While mill buyers in the North Midwest region paid some $23 per ton less on average for No. 1 heavy melting steel (HMS) in the first three weeks of May, that same grade fell by just $16 in the RMDAS South region and by only $9 in its North Central/East region.
Prompt grades moved in a narrow range in all three regions, rising or falling by $4 per ton or less. Mills in the South continue to pay a premium for prompt grades, with transactions averaging $416 per ton in May compared with $398 and $397 in the other two regions.

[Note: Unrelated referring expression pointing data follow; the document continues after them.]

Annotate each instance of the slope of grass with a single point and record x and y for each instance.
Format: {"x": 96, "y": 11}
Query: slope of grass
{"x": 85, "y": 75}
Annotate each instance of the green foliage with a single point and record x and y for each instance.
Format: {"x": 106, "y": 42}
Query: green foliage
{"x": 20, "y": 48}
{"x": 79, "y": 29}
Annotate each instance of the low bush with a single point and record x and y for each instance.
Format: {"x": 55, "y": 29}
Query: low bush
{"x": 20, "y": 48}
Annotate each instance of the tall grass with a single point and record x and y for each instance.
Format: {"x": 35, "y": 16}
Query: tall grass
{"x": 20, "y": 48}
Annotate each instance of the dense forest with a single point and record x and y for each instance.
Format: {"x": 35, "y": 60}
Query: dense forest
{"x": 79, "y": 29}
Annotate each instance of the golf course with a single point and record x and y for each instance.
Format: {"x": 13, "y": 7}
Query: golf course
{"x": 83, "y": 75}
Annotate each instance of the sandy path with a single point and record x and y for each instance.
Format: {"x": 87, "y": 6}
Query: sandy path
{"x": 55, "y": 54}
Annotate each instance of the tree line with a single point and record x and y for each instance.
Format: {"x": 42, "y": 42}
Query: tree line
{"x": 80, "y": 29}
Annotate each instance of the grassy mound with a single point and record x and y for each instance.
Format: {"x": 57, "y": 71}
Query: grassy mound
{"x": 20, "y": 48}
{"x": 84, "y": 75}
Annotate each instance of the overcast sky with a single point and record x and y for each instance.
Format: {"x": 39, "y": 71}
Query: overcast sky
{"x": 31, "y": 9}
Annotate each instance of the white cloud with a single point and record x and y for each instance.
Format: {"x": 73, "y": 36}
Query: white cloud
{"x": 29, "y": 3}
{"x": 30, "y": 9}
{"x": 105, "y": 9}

Shredded scrap dropped by $10 per ton in the North Central/East region, by $15 per ton in the North Midwest and by $18 per ton in the RMDAS South region. The larger drop in the South brought its per ton price down to $369, meaning mills there paid $7 per ton less than the $376 paid by mills in the North Central/East region in May.
A ferrous trader who does business in the Midwest says the obsolete grades may have dropped in the northern regions based on improved scrap flows putting more scrap on the market. “Flows are good due to weather finally breaking; some of it was flow that had been held up due to our prolonged and nasty winter,” he comments.
He adds, “Demolition is good, with several projects in our region specifically, and continued low interest rates have helped continue to spur this.”
A processor in the Upper Midwest adds, “Our yard is staying pretty busy.” Regarding ferrous scrap demand in his region, he comments, “There is talk of [obsolete grade pricing] going down more, but I don't really see that happening if mill demand stays where it is. Mills and foundries seem to be staying busy.”
The broker says he expects stable-to-upward price pressure could remain on prime or prompt grades, in part because sales in the auto industry may finally be tapering off after several solid years. “Automotive [manufacturing] is doing OK, but not setting new records every month. In the coming months, prime will be tight as [auto plants] take summer shutdowns in either June or July.” He adds, “I believe the mills have been nervous about prime supply for some time.”